Девочка, Нимча, разумеется, слушала. Она молчала, но это не означало, что она ничего не понимает. Калис, как любая мать в такой ситуации, защищала дитя от мучительно горькой правды. Хорошо, все точно не будет, но зачем девочке об этом знать?
– Наверное, лучше бы я оставил вас в клетке, – проговорил Кильон. – Нет, не погибать, а дожидаться другого спасителя. Тогда вы не оказались бы в таком положении.
– Ты поступил правильно. Это только к лучшему.
– К лучшему?
– Все наладится, – с дикой самоуверенностью проговорила Калис. – Не вздумай сражаться с этими людьми, тебе их не одолеть.
– Ты знаешь, куда нас везут? – спросил Кильон.
– Да, – ответила Калис, – знаю. Но в любом случае все наладится.
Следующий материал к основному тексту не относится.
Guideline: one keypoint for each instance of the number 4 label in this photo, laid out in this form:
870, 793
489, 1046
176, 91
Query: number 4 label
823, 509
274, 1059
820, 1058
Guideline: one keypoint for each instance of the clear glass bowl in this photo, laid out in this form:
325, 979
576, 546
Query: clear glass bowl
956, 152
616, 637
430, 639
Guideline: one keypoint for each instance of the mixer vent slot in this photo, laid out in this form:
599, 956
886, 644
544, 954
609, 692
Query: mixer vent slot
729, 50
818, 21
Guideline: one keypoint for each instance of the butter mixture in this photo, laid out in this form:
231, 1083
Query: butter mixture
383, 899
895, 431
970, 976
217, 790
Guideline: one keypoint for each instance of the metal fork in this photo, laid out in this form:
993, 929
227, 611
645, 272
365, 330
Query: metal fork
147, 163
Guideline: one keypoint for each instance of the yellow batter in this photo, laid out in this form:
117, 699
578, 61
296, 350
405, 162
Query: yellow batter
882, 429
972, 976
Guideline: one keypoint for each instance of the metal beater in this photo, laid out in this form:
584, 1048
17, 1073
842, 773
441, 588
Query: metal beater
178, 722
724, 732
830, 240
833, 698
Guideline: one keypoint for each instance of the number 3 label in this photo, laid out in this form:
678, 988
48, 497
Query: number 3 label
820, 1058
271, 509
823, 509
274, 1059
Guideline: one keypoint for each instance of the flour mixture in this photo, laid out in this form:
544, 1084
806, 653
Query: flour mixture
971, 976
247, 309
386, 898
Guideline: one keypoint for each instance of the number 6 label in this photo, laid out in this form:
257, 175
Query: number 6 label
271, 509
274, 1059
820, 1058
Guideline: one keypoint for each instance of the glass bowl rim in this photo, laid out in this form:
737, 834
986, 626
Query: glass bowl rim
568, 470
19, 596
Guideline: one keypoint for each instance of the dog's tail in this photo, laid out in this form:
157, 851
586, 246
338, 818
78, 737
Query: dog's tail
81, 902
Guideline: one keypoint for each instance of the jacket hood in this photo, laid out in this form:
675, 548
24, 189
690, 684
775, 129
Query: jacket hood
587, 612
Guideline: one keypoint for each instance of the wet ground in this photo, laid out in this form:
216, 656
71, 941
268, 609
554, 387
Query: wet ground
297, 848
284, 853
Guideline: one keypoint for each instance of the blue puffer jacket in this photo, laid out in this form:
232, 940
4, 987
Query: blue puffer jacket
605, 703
«Она таки безумна!» – подумал Кильон. Даже сейчас, когда гибель становится неизбежной, Калис цеплялась за свои иллюзии. Что, если она сама нанесла этот знак себе на затылок? Неужели это часть самообмана, паутиной которого окружила себя Калис? Если так, это безумие, чистейшее в своем трагизме. При иных обстоятельствах Кильон пожалел бы Калис, а еще больше – Нимчу, обреченную познавать жизнь через искаженное мировосприятие матери.